Usage1 : EMSAR [options] fastafile outdir outprefix bowtieoutfile|SAMfile|BAMfile
Usage2 : bowtie_command | EMSAR [options] fastafile outdir outprefix

Example usages

ex : EMSAR -p 4 -h R human.rna.fna RNAseq sample22 sample22.bowtieout
ex2: EMSAR -p 4 -B -q human.rna.fna RNAseq sample22 sample22.BAM
ex3: EMSAR -p 4 -S --PE human.rna.fna RNAseq sample22 sample22.SAM
ex4 : bowtie -v 2 -a -m 100 -p 8 human.rna sample22.fastq | EMSAR -p 4 -h R human.rna.fna RNAseq sample22



-P, --PE
paired-end data (default : single-end)
-s, --strand_type [strand_type]
set strand type ('ns','ssf','ssr' for single-end, 'ns','ssfr','ssrf' for paired-end). (default: ns(unstranded))
-S, --SAM
input file format is SAM (by default, default bowtie output)
-B, --BAM
input file format is BAM (by default, default bowtie output)
-p, --maxthread [num_thread]
number of threads to use simultaneously. Using multiple threads comes with a slight increase in memory usage. We recommend -p 4 for an optimal performance. (default : 1)
-F, --maxfraglen [Max_fraglen]
Maximum fragment length (=read length for SE). Use a number that is safely large, unless you want to apply fragment length filtering. Default 400.
-f, --minfraglen [Min_fraglen]
Minimum fragment length (=read length for SE). Use a number that is safely small, unless you want to apply fragment length filtering. Default 1.
-h, --header [E|R]
fasta header option. E : Ensembl header(default), R : RefSeq header.
-g, --print_segments
print out segment information.

-v, --verbose
make a (very) verbose output log.
-q, --no_verbose
turn-off verbosity.

Advanced Options

-b, --binsize [binsize]
binsize for indexing transcriptome (default : 5000). This bin size can be made smaller to improve speed at the cost of more memory, or vise versa.
-t [taglen]
length of short sequence tags to use for constructing suffix array on a subset of substrings only. This affects only speed and memory usage. Currently, three values are supported (1,2,3). (default 2)
-n, --nround [num_rounds]
number of MLE runs for computing mean and sd of FVKM. Default 4.
-e, --epsilon [epsilon]
epsilon value to check convergence of MLE (default : 1E-9)
-r, --precision [precision]
estimate precision (epsilon for step size) (default : 1E-15)
-d, --delta [delta]
delta offset for MLE (default : 0)
-H, --heavy
compute exact fragment length sampling probability. Takes longer and uses more memory. (default: use observed distribution as sampling probability).

How it works

When RNA-seq reads are aligned to the transcriptome reference sequences, the reads may be mapped to multiple transcripts. Based on this information, each read is assigned to a group, which we termed 'segment'. For example, a read mapped to both isoform A and B is in segment 1, and a read mapped to isoforms A, B and C is in segment 2. For each segment, the length of each segment is computed as the number of all possible unique reads with the same transcript sharing. The read count for a segment should depend on the segment length and the sum of abundance of the transcripts that define the segment.
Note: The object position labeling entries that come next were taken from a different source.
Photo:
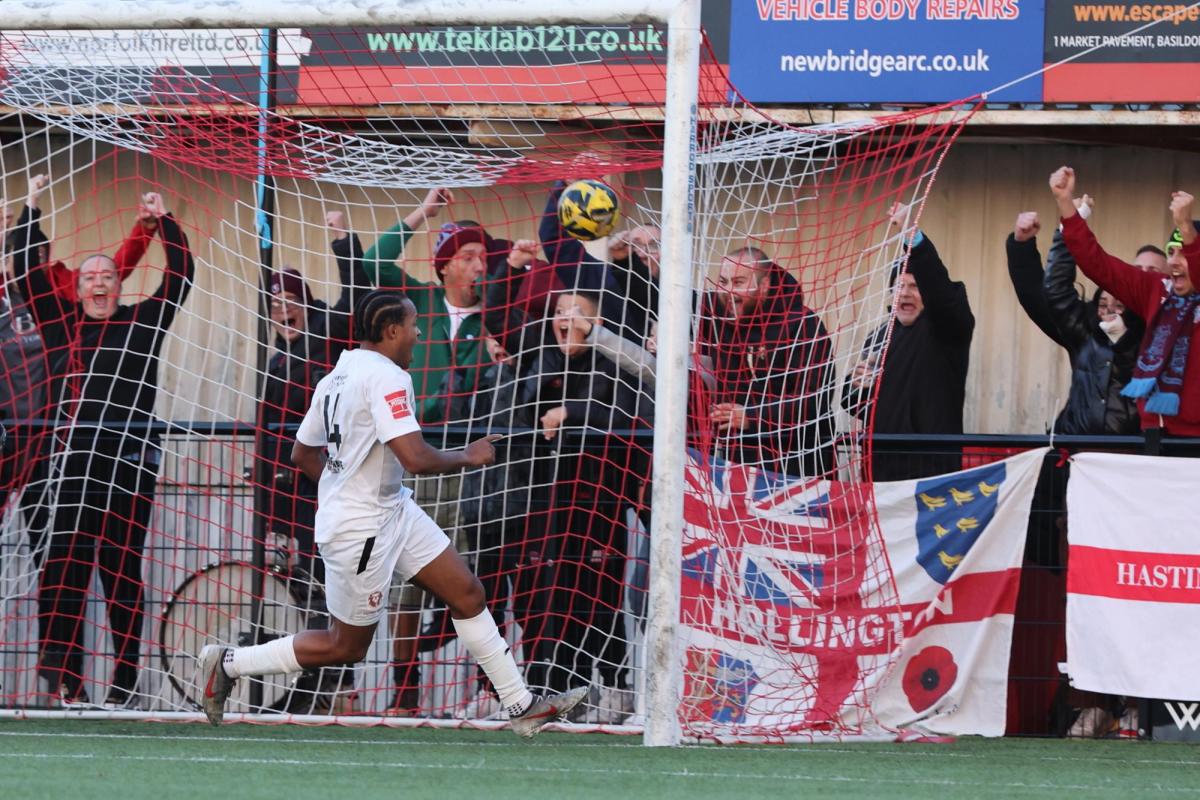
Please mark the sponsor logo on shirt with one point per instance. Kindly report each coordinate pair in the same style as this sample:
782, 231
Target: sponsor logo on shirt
399, 404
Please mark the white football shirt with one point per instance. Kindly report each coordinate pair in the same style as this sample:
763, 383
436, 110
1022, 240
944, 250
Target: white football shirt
357, 409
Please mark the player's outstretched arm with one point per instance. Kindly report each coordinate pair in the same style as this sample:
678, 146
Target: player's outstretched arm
309, 461
419, 458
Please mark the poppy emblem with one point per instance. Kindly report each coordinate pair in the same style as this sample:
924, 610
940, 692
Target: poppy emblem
929, 677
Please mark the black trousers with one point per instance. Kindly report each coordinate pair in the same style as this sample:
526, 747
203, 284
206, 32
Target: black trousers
105, 494
583, 571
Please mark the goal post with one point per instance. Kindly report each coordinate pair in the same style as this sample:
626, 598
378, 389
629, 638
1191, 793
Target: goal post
679, 114
681, 513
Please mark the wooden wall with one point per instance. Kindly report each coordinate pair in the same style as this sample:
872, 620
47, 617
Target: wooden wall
1018, 378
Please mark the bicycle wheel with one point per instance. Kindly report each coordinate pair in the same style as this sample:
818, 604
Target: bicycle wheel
215, 606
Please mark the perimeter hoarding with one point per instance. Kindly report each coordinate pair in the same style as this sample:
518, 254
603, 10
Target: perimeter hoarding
1135, 61
885, 50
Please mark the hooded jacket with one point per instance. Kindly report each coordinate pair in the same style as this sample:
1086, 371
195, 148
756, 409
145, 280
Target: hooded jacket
777, 364
1099, 368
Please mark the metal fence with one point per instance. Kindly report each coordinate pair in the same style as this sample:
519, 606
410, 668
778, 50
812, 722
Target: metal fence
205, 515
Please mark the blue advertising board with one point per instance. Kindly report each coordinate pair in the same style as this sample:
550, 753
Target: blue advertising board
885, 50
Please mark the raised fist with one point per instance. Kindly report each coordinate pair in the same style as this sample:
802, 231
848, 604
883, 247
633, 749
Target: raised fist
435, 200
37, 185
523, 252
1062, 182
1027, 226
1181, 210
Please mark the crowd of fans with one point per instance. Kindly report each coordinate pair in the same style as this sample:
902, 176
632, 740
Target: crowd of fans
543, 340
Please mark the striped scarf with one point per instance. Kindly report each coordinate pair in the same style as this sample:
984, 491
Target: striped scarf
1158, 374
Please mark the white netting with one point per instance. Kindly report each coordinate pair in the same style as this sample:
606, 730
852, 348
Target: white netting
558, 530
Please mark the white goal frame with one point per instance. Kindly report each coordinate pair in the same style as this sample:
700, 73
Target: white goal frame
664, 666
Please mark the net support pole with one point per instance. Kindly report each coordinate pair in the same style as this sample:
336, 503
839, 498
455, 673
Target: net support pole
264, 224
664, 666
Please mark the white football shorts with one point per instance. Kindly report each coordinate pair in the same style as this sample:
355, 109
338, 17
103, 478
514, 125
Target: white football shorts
359, 572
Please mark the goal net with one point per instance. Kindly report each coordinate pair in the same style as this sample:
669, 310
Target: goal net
157, 365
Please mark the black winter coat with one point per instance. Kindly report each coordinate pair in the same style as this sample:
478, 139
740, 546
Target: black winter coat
923, 383
295, 367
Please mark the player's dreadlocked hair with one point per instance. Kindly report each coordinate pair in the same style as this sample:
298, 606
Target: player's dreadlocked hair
376, 311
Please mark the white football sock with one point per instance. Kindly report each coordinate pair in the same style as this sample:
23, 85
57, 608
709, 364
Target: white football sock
484, 639
275, 657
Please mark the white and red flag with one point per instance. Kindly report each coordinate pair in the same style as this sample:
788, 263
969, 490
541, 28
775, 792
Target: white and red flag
1133, 579
803, 617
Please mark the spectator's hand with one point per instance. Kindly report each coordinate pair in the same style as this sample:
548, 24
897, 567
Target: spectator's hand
481, 452
552, 420
145, 217
153, 203
336, 222
37, 185
863, 374
522, 254
1062, 184
1027, 226
898, 215
729, 416
435, 200
580, 322
1181, 212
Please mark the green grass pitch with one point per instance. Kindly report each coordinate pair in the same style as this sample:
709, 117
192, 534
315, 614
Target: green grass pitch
84, 759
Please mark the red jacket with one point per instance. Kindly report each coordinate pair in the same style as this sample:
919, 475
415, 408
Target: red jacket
1144, 293
64, 280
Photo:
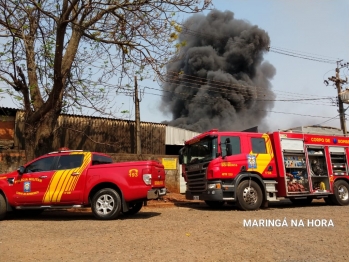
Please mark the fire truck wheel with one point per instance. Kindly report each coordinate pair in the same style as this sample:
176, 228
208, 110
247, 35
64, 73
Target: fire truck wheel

Then, 'sequence-sharing sets' are defined as a group of transcripts, so that any two transcripts that together define a segment would belong to the same set. A sequence-sharing set is usually comprised of isoforms of a gene or multiple genes. A Poisson-based likelihood function is defined as a joint probability over all segments in a sequence-sharing set and the abundance estimates of transcripts in the set that maximize the likelihood are found.